« L’islamiste exécute, mais il y a des gens plus haut qui font le choix des cibles » / Said Mekbel, une Mort à la lettre.

25 ans qu’il est parti. Deux balles dans la tête alors qu’il déjeunait dans une pizzeria du quartier de Hussein Dey. C’était le 3 décembre 1994. Un samedi.

Durant cette même période, Djilali Liabès, Laâdi Flici, Mahfoud Boucebci, Hafid Senhadri, M’hamed Boukhobza, Smaïl Yefsah, Youcef Sebti, Abdelkader Alloula, pour ne citer qu’eux, furent également assassinés. Un véritable «intellectocide».

Dans une série d’entretiens accordés un an avant sa mort à Monika Borgmann, journaliste et réalisatrice allemande qui donnèrent lieu à un livre saisissant : Saïd Mekbel, une Mort à la lettre (Tétraèdre, Paris, 2008), on découvre un Said Mekbel fortement intrigué par ces liquidations en série qui ciblaient l’intelligentsia algérienne.

Avec son background de physicien, il était de plus en plus persuadé qu’il y avait un plan, un plan bien ficelé, pour éliminer les têtes pensantes de ce pays. Ce qu’il appellera avec son sens aigu de la formule un «terrorisme pédagogique». Il était convaincu qu’il y avait un «projet pour éliminer une certaine catégorie de la population». Pour lui, «cette frange sait ce que signifie une république, sait ce que signifie une démocratie (…),  ce que représente la liberté».

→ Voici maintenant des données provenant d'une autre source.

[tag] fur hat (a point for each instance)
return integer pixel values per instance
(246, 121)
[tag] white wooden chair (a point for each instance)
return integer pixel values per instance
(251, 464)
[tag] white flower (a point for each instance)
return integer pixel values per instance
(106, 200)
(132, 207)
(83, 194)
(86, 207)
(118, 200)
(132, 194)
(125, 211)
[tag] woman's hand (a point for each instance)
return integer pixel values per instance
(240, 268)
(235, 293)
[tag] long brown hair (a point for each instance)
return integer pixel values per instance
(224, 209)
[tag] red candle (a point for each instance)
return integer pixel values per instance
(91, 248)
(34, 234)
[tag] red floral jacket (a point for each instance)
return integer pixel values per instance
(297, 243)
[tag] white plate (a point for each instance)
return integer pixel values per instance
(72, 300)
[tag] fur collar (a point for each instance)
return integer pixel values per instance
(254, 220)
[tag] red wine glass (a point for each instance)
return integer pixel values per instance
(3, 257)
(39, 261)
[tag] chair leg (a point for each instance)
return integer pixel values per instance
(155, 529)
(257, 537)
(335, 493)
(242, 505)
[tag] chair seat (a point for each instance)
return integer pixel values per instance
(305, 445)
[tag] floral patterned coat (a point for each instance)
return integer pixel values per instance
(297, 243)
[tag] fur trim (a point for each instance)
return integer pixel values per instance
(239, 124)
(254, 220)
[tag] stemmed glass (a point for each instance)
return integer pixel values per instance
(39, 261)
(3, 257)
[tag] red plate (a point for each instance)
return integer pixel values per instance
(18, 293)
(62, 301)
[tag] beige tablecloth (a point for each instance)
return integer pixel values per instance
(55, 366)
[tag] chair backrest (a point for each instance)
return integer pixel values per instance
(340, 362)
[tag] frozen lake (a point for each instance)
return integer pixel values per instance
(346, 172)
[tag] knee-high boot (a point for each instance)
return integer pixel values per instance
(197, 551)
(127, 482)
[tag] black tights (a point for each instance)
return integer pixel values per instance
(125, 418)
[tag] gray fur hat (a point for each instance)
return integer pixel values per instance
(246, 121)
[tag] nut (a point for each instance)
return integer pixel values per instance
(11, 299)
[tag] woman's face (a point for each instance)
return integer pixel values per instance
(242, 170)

«C’est cette frange qui peut parler de l’avenir.» Puis il dit : «Si vous prenez tous ceux qu’on a assassinés, tous, de Liabès à Flici en passant par tous les autres, ce sont des gens qui ont toujours cherché, en plus de leur métier, à transmettre quelque chose à la jeunesse. Ces gens rencontraient les jeunes et organisaient des conférences sur la drogue, sur la jeunesse, sur la poésie, sur la communication… On a cherché à éliminer ceux qui avaient le pouvoir de transmettre. Je pense que c’est un projet qui existe toujours. Il y a des gens qui ne veulent pas que l’on transmette un certain héritage de la civilisation. Je suis persuadé de ça.» (Une Mort à la lettre, p. 30)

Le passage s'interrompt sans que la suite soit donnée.